The other predictor of a favorable response was achieving an ACR 70 response at 4 months, regardless of the treatment regimen employed. Among 49 patients who did so, 86% attained clinical inactive disease during the 12-month study, compared with a 44% rate among those who did not achieve the early ACR 70. Nine patients in the multidrug therapy arm and three on methotrexate monotherapy achieved a complete remission, defined as 6 months of continuous clinical inactive disease; all 12 of these patients had an ACR 70 response at 4 months.
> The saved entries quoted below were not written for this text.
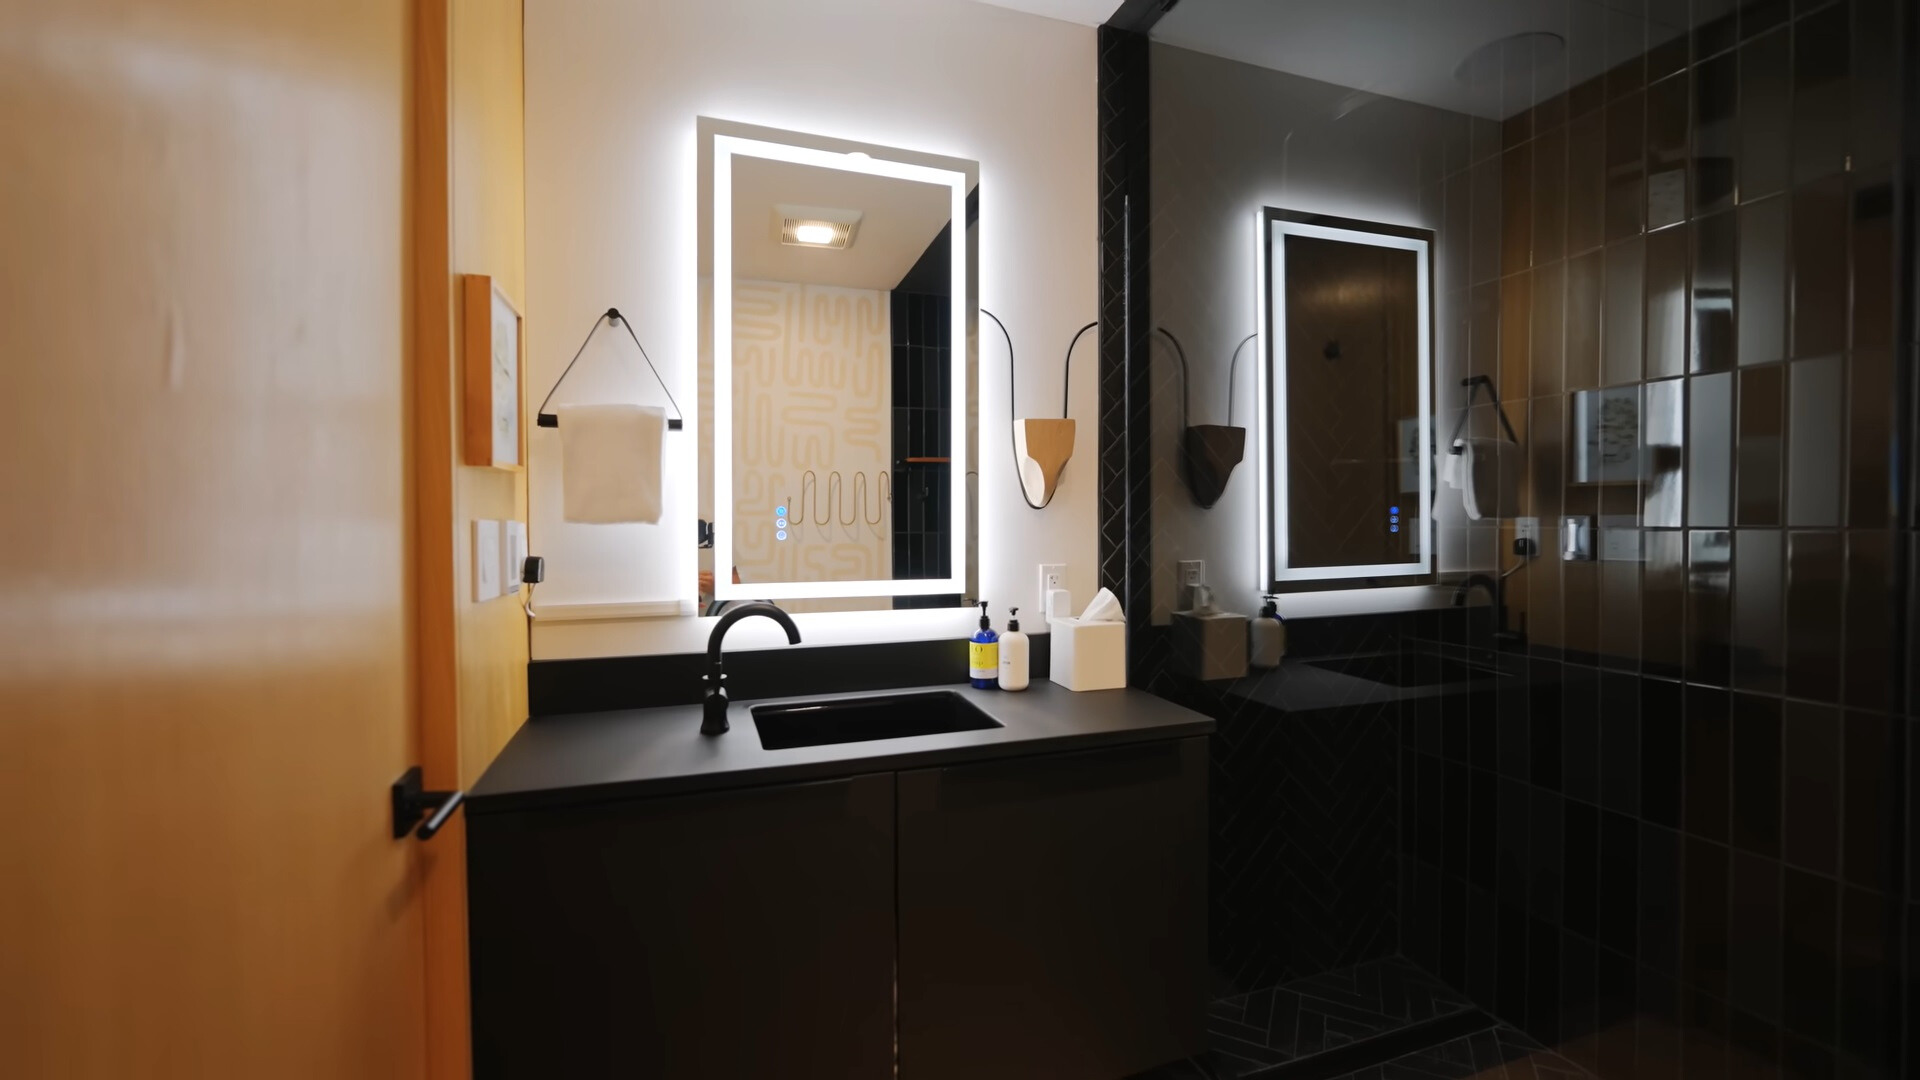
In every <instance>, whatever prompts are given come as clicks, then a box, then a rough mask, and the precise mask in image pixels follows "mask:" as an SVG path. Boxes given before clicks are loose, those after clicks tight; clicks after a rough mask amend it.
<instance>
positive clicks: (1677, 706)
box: [1640, 678, 1686, 828]
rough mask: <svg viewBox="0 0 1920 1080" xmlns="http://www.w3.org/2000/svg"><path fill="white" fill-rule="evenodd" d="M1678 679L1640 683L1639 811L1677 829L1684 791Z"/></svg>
mask: <svg viewBox="0 0 1920 1080" xmlns="http://www.w3.org/2000/svg"><path fill="white" fill-rule="evenodd" d="M1682 701H1684V688H1682V684H1680V682H1667V680H1663V678H1644V680H1642V682H1640V813H1642V817H1645V819H1647V821H1651V822H1657V824H1665V826H1668V828H1680V819H1682V798H1684V792H1686V713H1684V703H1682Z"/></svg>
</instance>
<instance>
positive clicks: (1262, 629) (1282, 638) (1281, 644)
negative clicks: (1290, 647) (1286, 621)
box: [1246, 592, 1286, 669]
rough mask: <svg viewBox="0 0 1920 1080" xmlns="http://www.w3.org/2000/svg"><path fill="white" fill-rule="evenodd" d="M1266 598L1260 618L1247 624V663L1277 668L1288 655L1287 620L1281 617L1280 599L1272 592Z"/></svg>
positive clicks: (1262, 609) (1253, 664)
mask: <svg viewBox="0 0 1920 1080" xmlns="http://www.w3.org/2000/svg"><path fill="white" fill-rule="evenodd" d="M1265 600H1267V601H1265V603H1263V605H1261V607H1260V619H1254V621H1252V623H1248V625H1246V663H1248V667H1265V669H1275V667H1281V659H1284V657H1286V621H1284V619H1281V607H1279V601H1277V598H1275V596H1273V594H1271V592H1269V594H1267V598H1265Z"/></svg>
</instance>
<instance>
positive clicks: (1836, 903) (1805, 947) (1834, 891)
mask: <svg viewBox="0 0 1920 1080" xmlns="http://www.w3.org/2000/svg"><path fill="white" fill-rule="evenodd" d="M1780 913H1782V920H1780V922H1782V930H1784V940H1782V965H1780V972H1782V978H1780V986H1782V997H1780V1019H1782V1022H1784V1024H1786V1028H1788V1030H1789V1032H1795V1034H1799V1036H1805V1038H1809V1040H1812V1042H1816V1043H1832V1042H1834V1026H1836V1024H1834V1020H1836V994H1834V992H1836V980H1837V974H1839V965H1837V955H1836V953H1837V947H1839V890H1837V886H1836V884H1834V882H1832V880H1830V878H1822V876H1818V874H1809V872H1805V871H1795V869H1793V867H1788V869H1786V874H1784V878H1782V890H1780Z"/></svg>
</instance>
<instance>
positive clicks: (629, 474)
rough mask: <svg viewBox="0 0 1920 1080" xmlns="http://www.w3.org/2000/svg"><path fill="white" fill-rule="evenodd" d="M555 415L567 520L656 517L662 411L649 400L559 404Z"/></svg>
mask: <svg viewBox="0 0 1920 1080" xmlns="http://www.w3.org/2000/svg"><path fill="white" fill-rule="evenodd" d="M559 417H561V490H563V496H564V498H563V502H564V515H566V521H574V523H580V525H614V523H622V521H637V523H643V525H653V523H657V521H660V438H662V432H664V430H666V413H664V411H660V409H655V407H649V405H561V407H559Z"/></svg>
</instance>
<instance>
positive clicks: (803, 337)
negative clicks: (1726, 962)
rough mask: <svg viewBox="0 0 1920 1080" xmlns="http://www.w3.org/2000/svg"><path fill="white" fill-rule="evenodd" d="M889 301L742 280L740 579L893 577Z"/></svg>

Side effects in the two treatment groups were similarly uncommon.
The investigators are now attempting to learn whether the immune system of successfully treated children with juvenile idiopathic arthritis eventually returns to normal, making it safe to discontinue medications. The final word isn’t in yet, but Dr. Wallace is doubtful.
"At least 50% of children do flare when their medications are stopped, and they don’t always achieve the same level of disease response the second time around," said the pediatric rheumatologist.
The TREAT-JIA trial was funded by the National Institute of Allergy and Infectious Diseases and the Howe Endowment for Juvenile Idiopathic Arthritis Research. Dr. Wallace reported having no financial conflicts.
AT THE ACR ANNUAL MEETING
Major finding: Children with polyarticular juvenile idiopathic arthritis who started on the combination of methotrexate, etanercept, and prednisolone within the first few months after diagnosis spent a median of 42% of a 12-month study in a state of clinical inactive disease, whereas for those assigned to methotrexate alone, the corresponding figure was 24%.
Data source: A randomized, double-blind, placebo-controlled, 15-center clinical trial involving 85 patients with polyarticular juvenile idiopathic arthritis of a median 4.2 months duration prior to enrollment.
Disclosures: The National Institute of Allergy and Infectious Diseases and the Howe Endowment for Juvenile Idiopathic Arthritis funded the study. Dr. Wallace reported having no financial conflicts.